Sure, based on their "criteria", a librarian seems low stress. But their criteria only painted a picture that of things we already know, business and healthcare can be stressful.  Shocker.  It idealized the librarian.  I can only imagine that it did the same for the other careers listed as well.  This article must have been written by someone in the business field with no experience with any of these jobs on the list.  I thought Time was a reputable magazine?


@librarytalkerI was hoping you would carry it a bit further than customer service. In a public library the librarian is the face of the library for the community. He/She must go to service clubs, municipal meetings, etc. to keep them informed about the library and BEG for monetary support.  They spend time writing grants in hopes of upgrading technology, renovating old buildings or  just trying to cover operating costs. Then there is dealing with a Board of Directors that us their board positions as part of their resumes and have no idea what it takes to run a library. Try being told you can not buy books in the coming year unless specifically requested in a memorial donation.  Less stress!! Spend a day or two with a librarian and then tell me about less stress.


University Professor on this list? What a joke! Facing hundreds of students every year and writing tons of proposals for grants. You might revise it to Tenured University Professor, and then up the salary to $150,000


@Hippocrates Sorry but yes, you do have an easy life. Once you get your research running and get your contacts for grants and memorize your lecture, then the most stressful job you will have is to find out where the next free lunch is located on campus. LOL, sorry, but you know it's true!


@ClauLuke @Hippocrates Come spend a week with me. Even after having research up and running, there's the never-ending search for funding and the stress of closing down the lab (and firing techs/students) if you don't obtain grants. Plus unless you're a pretty poor scholar, each class needs to be updated every year with new info, and most of us work to keep up to date with new teaching methods etc. Not to mention that many of the factors noted (travel, growth potential, strict deadlines, working in the public eye, competitiveness, etc) definitely apply here. Someone needs to do some research. LOL indeed. 

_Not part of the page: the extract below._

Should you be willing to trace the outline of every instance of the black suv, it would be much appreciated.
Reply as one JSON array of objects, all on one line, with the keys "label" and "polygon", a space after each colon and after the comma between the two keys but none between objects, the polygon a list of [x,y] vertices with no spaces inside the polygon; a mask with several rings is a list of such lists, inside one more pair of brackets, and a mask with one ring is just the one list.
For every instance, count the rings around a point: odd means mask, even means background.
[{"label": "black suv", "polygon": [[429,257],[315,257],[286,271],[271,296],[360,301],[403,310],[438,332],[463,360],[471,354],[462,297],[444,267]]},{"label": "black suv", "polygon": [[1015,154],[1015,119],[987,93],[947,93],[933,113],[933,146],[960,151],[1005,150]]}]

$64,000 for a University Professor? Baloney! Not unless your talking about a Southern Bible College or an online diploma mill.


@LuciusDark University professors do not make what you think. If you are talking Ivy League, maybe, but Universities do not pay as they used to, unless you are a sports coach. Asside from that, most who teach at universities are not professors. Instructors are paid way less. You need to do a bit of research.


@LuciusDark  these are mean values and I can tell you from experience (as a tenure track professor currently) that most make between $40-60k a year. I will make $65,000 if I get tenure. Oh, and I am neither at a Southern Bible College or online diploma mill. And, visiting instructors and adjuncts make far less. At my institution there are some adjunct professors that teach six classes a year (equivalent to full time) for $36,000. These are almost always individuals with PhDs.